Однако я продолжал наблюдать за ними. (Конечно, говорю я себе теперь, конечно, ты наблюдал за ними, как давно ни за кем не наблюдал. В своих похотливых подлых мыслишках ты видел, как мать ложится на тебя, губы у нее красные и огромные, а глаза подернуты влажной дымкой.) Сидя под рекламой средства против тараканов и центра помощи больным СПИДом, мать и дочь, казалось, жили только друг для друга, и я заметил, что девочке хочется доставить матери радость, а матери – оградить ее от неприветливой подземки. Она крепко обнимала дочку, словно черпала силы из ерзающего у нее на коленях тельца.
– Я умею рисовать! – объявила девочка, энергично водя карандашом по странице раскраски.
– Да, умеешь, – прошептала мать в крошечное ушко, которое оказалось рядом с ее губами.
И в этот момент из дальнего конца вагона послышались ритмичные крики: их издавала приближавшаяся к нам чернокожая женщина лет шестидесяти, одетая во все белое.
– Я здесь во имя Господа! – провозгласила она хриплым голосом, в котором не было и тени страха перед слушателями. Ее приземистая фигура была мускулистой, в руке она сжимала карманную Библию. – Вы должны просить спа-се-ния у Господа! Он не любит греха, но он любит грешника! – Она бросала эти слова в пассажиров, большинство из которых уже склонили головы к своим газетам и книгам. – Я здесь не для того, чтобы говорить о приятных вещах! Я здесь, чтобы говорить о лжи и о моральном разложении. О крэке, пьянстве и смертоубийстве! И о жадности до золотого тельца! И неверности! О вас, мужиках, которые говорят, что встречались с приятелями, а сами встречались с девчонками...

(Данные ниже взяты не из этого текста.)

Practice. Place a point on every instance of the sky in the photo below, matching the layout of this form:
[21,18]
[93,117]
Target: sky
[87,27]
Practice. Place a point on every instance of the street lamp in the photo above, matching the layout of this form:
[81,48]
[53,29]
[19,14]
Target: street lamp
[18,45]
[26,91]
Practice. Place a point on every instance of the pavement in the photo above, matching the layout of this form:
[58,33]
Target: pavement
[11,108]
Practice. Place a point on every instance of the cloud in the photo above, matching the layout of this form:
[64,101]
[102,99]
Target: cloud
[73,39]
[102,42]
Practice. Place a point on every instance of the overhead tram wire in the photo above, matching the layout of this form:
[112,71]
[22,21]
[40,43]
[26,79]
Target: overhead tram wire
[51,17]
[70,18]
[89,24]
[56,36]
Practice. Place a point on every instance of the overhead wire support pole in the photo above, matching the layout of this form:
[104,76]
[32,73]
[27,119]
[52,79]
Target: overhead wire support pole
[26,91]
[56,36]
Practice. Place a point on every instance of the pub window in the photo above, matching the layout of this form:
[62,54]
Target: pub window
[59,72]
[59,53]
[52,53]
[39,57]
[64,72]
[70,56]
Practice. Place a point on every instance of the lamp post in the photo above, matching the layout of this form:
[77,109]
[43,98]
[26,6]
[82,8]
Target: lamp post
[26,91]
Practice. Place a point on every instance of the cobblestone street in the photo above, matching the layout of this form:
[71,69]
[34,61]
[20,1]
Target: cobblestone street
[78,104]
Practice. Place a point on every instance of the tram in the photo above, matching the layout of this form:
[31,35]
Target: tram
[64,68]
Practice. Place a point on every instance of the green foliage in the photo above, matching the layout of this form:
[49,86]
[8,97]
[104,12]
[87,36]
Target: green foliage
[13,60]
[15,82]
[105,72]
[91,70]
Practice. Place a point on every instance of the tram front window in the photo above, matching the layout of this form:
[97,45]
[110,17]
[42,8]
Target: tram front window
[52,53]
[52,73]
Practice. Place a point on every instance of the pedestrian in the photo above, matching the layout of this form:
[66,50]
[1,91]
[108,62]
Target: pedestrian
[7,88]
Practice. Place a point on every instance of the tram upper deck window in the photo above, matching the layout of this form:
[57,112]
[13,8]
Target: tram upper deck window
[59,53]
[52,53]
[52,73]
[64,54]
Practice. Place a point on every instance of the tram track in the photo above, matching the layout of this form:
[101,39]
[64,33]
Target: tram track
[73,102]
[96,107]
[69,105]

– Некоторые тетки тоже не прочь полакомиться! – выкрикнул мужской голос в противоположном конце вагона, вызвав смех и улыбки пассажиров.
– И это так! – откликнулась проповедующая. – Это верно! Они хотят этого, потому что думают, будто это даст им счастье. Но тело – немощный сосуд, оно сгниет и рассыплется в прах! И мужской член – он сгниет! И влагалище – оно сгниет! И рука, что держит золотого тельца! И все остальное тело! Здесь кто-то собрался жить вечно? – Она обвела всех обвиняющим взглядом. – Здесь кому-нибудь есть триста лет? Тело – это просто гниющее мясо! А вот душа – душа божественна! Здесь кому-нибудь есть сто два года? Так я и думала! А есть здесь кто-то, кто не грешен? – Женщина угрожающе огляделась, оскалив зубы. – Так я и думала! А без спасения душа сгниет! И те из вас, кто грешат и грешат, будут брошены в вечный огонь! – Женщина поворачивалась на своих массивных ногах, крича то в один конец вагона, то в другой. – Господь видит...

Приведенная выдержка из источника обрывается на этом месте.